November 10, 2015

Review of “The Visibility of Labor” at 9338 Campau @ Hyperallergic

HAMTRAMCK, Mich. — On the one hand, it is fairly banal to acknowledge that the manmade objects around us didn’t just appear; they come from somewhere and were made by someone. On the other hand, we often don’t know very much about where, exactly, things are made and, more importantly, by whom. The average American consumer has no idea how much labor goes into an everyday object, even one as omnipresent as, say, a little black dress.

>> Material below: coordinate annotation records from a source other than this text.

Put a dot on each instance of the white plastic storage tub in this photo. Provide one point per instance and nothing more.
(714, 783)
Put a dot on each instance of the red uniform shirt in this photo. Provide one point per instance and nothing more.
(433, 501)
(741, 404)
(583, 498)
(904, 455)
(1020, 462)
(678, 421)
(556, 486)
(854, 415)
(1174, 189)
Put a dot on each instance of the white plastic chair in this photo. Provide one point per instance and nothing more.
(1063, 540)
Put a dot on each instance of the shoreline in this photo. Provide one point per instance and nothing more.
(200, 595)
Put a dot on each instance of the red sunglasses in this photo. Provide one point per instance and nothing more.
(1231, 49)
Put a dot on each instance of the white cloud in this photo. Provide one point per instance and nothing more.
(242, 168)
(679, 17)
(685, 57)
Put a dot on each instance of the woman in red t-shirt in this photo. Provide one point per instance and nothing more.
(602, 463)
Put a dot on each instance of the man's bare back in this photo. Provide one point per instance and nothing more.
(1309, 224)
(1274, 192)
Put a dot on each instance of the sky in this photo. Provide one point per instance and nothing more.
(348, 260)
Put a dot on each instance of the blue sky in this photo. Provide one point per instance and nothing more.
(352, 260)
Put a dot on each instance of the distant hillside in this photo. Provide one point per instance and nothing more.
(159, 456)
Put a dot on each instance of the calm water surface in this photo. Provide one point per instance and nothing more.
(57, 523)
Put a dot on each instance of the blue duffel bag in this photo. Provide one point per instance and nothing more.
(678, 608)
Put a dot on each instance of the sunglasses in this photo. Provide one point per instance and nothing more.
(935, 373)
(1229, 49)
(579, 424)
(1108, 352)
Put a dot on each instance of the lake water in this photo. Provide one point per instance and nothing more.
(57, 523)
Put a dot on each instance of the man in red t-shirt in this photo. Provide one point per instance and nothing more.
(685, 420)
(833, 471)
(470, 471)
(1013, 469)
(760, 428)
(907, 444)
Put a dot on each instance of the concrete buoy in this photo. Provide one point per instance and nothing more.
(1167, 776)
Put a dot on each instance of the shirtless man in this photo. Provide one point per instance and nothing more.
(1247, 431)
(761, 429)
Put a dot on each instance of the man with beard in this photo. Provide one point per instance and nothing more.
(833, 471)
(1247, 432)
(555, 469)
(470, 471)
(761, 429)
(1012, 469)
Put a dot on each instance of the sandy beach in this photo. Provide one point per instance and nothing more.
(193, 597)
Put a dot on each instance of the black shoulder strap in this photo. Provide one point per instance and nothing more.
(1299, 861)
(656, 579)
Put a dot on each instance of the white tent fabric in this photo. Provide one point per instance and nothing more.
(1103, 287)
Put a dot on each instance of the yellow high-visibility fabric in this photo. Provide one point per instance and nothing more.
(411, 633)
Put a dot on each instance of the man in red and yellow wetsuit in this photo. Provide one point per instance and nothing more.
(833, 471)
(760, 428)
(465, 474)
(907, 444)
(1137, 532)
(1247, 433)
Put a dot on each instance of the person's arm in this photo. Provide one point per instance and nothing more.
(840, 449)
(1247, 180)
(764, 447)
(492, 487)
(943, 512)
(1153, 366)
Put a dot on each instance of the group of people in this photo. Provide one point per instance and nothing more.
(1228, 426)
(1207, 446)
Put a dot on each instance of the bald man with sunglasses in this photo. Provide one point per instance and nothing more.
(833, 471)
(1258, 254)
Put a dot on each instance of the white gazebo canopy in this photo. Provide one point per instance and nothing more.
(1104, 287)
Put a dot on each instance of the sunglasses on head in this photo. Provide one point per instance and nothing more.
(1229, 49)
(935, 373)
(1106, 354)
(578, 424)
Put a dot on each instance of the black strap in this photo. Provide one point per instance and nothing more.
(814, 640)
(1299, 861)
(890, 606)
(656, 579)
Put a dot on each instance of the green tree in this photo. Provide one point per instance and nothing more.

Enter Tsz Yan Ng, who can tell you the exact number of hands involved in the making of a certain little black sheath dress, produced and sold by Lafayette 148 New York — a vertically integrated garment manufacturing company which runs all aspects of production, from design to distribution, out of offices in both New York and a manufacturing facility in Shantou, China. Tsz Yan knows this company and its facility intimately; not only was her father the longtime manager of the cutting floor, she is the architect of record for the current facility in Shantou. In 2013, Tsz Yan created an installation at 9338 Campau’s former location, 2739 Edwin, called Factory Setting: the space of Labor, wherein she painstakingly wove together two massive 20 ft. x 20 ft. photographs detailing aspects of the garment factory on a self-made loom. The composite image combined a wide shot of the factory cutting floor with a close-up of workers’ hands bunching textiles together.